# 3D time!!



## devil1824 (Sep 4, 2010)

I've been hunting for a few years now and I'm finally gonna start shooting 3d. I hung up the compound and knocked the dust off the recurve. I just started practicing and forgot how much fun it is to shoot a stick and a string. Any other 3d guys out there? I'll be shooting in Arlington and Waco for sure.


----------



## wet dreams (May 21, 2004)

Man 20-25 yrs back we had a tourn within 30-40 miles in any direction every w/e during the off season. I belonged to a cpl of local clubs who put these on along with a few Archery shops. The closer it got to season the more would show with sometimes over 100 shooters, men women n kids. For several yrs both the men n womans state champions came from here in E Texas....WW


----------



## devil1824 (Sep 4, 2010)

wet dreams said:


> Man 20-25 yrs back we had a tourn within 30-40 miles in any direction every w/e during the off season. I belonged to a cpl of local clubs who put these on along with a few Archery shops. The closer it got to season the more would show with sometimes over 100 shooters, men women n kids. For several yrs both the men n womans state champions came from here in E Texas....WW


Word! Gotcha!!!


----------



## parkman14 (Jul 27, 2006)

We are getting one together in my hometown of Ganado, Tx. Trying to get it up and running by march.


----------



## Chunky (Oct 15, 2006)

I shoot some of the ones around the Houston area, and the big LSBA and TBOT shoots most years.

Tons of fun and good people.
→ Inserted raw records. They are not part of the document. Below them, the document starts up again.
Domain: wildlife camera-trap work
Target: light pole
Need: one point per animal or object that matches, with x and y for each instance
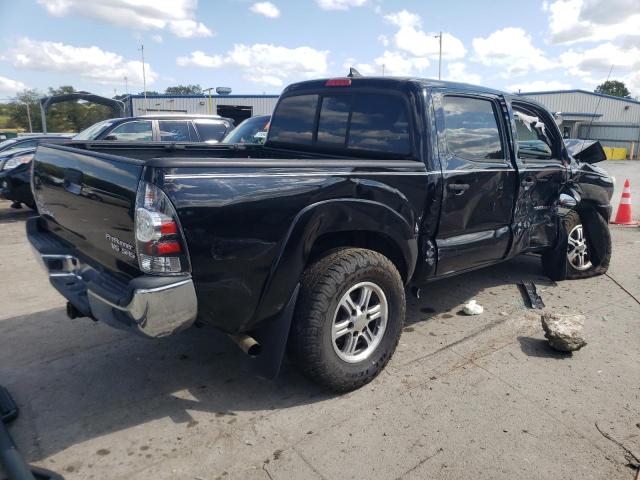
(144, 78)
(29, 117)
(439, 56)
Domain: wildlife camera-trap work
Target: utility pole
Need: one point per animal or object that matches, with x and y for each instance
(29, 117)
(439, 56)
(144, 79)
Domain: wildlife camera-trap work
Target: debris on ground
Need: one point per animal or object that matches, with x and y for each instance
(472, 308)
(564, 331)
(530, 293)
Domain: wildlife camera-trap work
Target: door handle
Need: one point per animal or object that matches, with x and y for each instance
(458, 188)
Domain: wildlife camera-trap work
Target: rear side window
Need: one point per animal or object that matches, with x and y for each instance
(471, 128)
(294, 120)
(361, 121)
(211, 131)
(176, 131)
(138, 131)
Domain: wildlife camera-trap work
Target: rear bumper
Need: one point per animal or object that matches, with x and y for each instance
(153, 306)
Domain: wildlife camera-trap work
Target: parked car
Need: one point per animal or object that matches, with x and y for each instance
(252, 130)
(160, 128)
(30, 141)
(14, 184)
(363, 187)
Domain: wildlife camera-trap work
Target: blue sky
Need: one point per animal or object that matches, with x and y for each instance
(259, 47)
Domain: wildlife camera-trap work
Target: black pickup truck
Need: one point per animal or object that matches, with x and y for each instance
(364, 187)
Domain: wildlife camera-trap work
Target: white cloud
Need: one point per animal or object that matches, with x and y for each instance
(9, 87)
(592, 65)
(412, 39)
(539, 86)
(267, 9)
(394, 63)
(457, 72)
(572, 21)
(512, 50)
(200, 59)
(178, 16)
(91, 63)
(265, 63)
(340, 4)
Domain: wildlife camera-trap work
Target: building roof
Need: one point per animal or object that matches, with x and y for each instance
(577, 90)
(203, 96)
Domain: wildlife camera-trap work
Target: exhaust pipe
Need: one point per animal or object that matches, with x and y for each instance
(73, 312)
(247, 344)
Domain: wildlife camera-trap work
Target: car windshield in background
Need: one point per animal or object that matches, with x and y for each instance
(92, 132)
(212, 131)
(252, 130)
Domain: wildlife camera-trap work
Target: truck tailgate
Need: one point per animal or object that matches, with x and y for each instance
(88, 199)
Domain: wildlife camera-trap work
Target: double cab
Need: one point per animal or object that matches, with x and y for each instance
(364, 188)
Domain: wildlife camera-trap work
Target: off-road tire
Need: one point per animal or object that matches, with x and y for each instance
(555, 262)
(323, 285)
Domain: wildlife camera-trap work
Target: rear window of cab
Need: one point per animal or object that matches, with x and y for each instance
(364, 122)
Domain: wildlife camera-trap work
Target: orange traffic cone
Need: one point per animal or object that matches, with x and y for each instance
(623, 217)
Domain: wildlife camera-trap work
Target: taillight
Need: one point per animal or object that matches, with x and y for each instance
(160, 245)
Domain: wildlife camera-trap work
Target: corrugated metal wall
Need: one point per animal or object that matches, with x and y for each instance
(617, 123)
(612, 110)
(262, 105)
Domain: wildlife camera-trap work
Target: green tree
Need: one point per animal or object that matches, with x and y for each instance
(184, 90)
(61, 117)
(615, 88)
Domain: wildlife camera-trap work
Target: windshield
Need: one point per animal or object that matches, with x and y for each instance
(92, 132)
(252, 130)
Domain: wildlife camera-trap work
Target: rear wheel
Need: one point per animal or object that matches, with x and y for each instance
(586, 252)
(348, 318)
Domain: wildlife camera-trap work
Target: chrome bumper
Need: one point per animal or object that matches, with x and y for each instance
(167, 307)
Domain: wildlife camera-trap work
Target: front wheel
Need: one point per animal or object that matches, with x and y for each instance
(586, 252)
(348, 318)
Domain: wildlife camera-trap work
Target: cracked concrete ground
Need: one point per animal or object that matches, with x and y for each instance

It helps to shoot with other trad guys and get out first if possible, then you can get through in half the time of the serious compound shooters.
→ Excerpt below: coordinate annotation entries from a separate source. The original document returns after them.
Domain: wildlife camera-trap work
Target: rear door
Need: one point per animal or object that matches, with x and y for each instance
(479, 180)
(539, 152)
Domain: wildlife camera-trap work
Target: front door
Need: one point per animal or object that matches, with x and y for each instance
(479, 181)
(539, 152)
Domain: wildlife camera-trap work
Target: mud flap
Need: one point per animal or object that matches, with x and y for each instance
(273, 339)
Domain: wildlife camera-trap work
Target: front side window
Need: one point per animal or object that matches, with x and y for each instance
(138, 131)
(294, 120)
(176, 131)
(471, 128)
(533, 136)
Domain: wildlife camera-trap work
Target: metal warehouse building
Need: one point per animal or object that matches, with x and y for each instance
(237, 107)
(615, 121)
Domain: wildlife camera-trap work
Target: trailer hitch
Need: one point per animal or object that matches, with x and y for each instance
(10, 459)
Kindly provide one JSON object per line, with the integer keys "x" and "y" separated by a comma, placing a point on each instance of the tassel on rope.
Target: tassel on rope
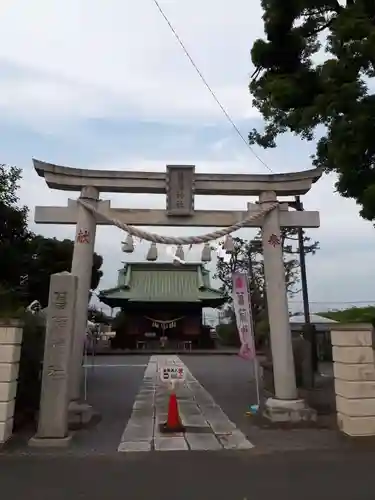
{"x": 180, "y": 252}
{"x": 206, "y": 253}
{"x": 152, "y": 253}
{"x": 128, "y": 244}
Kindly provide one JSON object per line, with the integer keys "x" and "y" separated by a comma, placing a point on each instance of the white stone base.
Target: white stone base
{"x": 6, "y": 429}
{"x": 356, "y": 426}
{"x": 79, "y": 413}
{"x": 36, "y": 442}
{"x": 281, "y": 410}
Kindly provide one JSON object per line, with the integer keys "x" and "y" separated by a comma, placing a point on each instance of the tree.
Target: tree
{"x": 47, "y": 256}
{"x": 28, "y": 260}
{"x": 297, "y": 94}
{"x": 247, "y": 256}
{"x": 14, "y": 236}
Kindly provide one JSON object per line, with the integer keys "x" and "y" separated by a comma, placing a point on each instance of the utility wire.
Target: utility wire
{"x": 339, "y": 302}
{"x": 228, "y": 117}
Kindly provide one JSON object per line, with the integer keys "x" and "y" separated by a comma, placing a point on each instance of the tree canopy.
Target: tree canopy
{"x": 247, "y": 256}
{"x": 28, "y": 260}
{"x": 314, "y": 77}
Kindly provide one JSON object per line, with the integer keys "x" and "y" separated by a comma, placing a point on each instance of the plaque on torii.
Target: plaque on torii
{"x": 180, "y": 190}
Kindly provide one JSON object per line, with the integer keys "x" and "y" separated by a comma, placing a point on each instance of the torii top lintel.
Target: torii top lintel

Trad 3-D, where you can completely miss a target and still be "in it" . LOL


----------



## wet dreams (May 21, 2004)

Was up at my Bros Taxidermy shop yesterdy, found some bussiness cards from a club in E Texas if anyones wanting to shoot sometimes>> http://www.southernstyle3dshooters.com/ its located in Buna about 35 miles N of Beaumont...WW


----------